Olmert: «Siamo pronti a colpire anche Haniya»

Lo aveva già detto nei giorni scorsi Shaul Mofaz, lo ha ribadito ieri Ehud Olmert: Israele continuerà la politica delle “esecuzioni mirate” e, se coinvolti in attacchi terroristici, tutti i palestinesi, compreso il premier designato di Hamas, saranno considerati obiettivi da colpire.
A due settimane dalle elezioni politiche israeliane, il premier Olmert opta per la linea dura nei confronti del futuro governo dell’Autorità nazionale palestinese. Da settimane i sondaggi danno vincente Kadima, la formazione politica fondata da Ariel Sharon ed ereditata da Olmert. Ma se la vittoria sembra scontata, il capitale di consenso raccolto dall’ex premier, poi uscito di scena, va assottigliandosi. Su un punto, in particolare, Olmert appare sotto scacco: la linea da tenere con Hamas. Il Likud lo accusa di non avere in merito alcuna strategia e Bibi Netanyahu ha buon gioco a proporsi come l’argine a qualsiasi tentazione di cedimento. Così Olmert ha deciso di rispondere a Netanyahu sul suo stesso terreno e lo ha fatto con una dichiarazione netta, senza sfumature: «Chiunque sia coinvolto personalmente e direttamente nel terrore è un obiettivo. Non abbiamo dimenticato che Haniya era un collaboratore dello sceicco Ahmed Yassin e Yassin fu preso di mira perché era coinvolto nel terrorismo», ha detto in un’intervista concessa al “Jerusalem Post”. Un avallo alla sortita di qualche giorno fa del ministro della Difesa Shaul Mofaz che aveva definito il premier designato da Hamas un legittimo obiettivo militare. «Quindi, se Haniya compie un atto terroristico si mette nella condizione di diventare un possibile bersaglio, spero che non lo faccia», ha sottolineato Olmert. Una minaccia che segue l’intenzione annunciata giovedì di tracciare unilateralmente i confini di Israele entro il 2010. «Non è un piano di pace, ma una dichiarazione di guerra che permetterà ad Israele di rimanere in una grande parte della Cisgiordania, di mantenere il muro e le colonie, di rifiutare tutte le richieste su Gerusalemme Est e di non accettare il diritto al ritorno dei palestinesi», ha commentato il leader politico del Movimento di resistenza islamico, Khaled Meshaal. «Si tratta di un disimpegno unilaterale di Israele sulla base dei suoi interessi di sicurezza e non nel rispetto delle esigenze della pace», ha aggiunto Meshaal. Il piano di Olmert, ha precisato ancora, permetterà a Israele di «decidere unilateralmente le frontiere e questo chiaramente non è un piano di pace. Olmert sta commettendo gli stessi errori compiuti da Sharon nei confronti del popolo palestinese», ha concluso.

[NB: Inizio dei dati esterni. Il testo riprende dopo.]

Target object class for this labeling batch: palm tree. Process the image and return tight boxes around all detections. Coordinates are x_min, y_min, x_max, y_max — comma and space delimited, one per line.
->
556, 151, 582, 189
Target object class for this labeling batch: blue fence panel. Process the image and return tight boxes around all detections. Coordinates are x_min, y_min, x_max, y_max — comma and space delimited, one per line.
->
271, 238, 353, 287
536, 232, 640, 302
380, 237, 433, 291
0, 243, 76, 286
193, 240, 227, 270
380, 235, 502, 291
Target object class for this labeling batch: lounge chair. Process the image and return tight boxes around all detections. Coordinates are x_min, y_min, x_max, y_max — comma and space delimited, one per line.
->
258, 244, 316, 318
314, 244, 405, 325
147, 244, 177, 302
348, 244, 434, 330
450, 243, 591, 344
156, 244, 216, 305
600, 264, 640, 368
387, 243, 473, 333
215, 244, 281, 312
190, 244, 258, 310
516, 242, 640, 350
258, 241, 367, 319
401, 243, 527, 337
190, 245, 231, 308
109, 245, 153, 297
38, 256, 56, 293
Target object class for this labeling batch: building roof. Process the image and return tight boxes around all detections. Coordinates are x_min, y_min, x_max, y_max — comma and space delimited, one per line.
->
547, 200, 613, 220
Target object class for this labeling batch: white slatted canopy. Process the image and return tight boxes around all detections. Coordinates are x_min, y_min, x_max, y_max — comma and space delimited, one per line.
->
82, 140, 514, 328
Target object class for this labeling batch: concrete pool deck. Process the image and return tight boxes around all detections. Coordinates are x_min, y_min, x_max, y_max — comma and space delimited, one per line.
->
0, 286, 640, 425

Intanto vanno avanti i colloqui per la formazione del nuovo governo di coalizione palestinese. Ieri si sono visti a Gaza il presidente Abu Mazen e Haniya. Le trattative stanno andando per le lunghe e nonostante la Costituzione conceda solo tre settimane di tempo a un primo ministro incaricato per dare vita al suo esecutivo, Abu Mazen ha detto di essere disposto a concedere ad Hamas altri quindici giorni. Proroga che non soddisfa il movimento islamico il quale continua a chiedere più tempo per arrivare ad un esecutivo di unità nazionale, o comunque il più ampio possibile.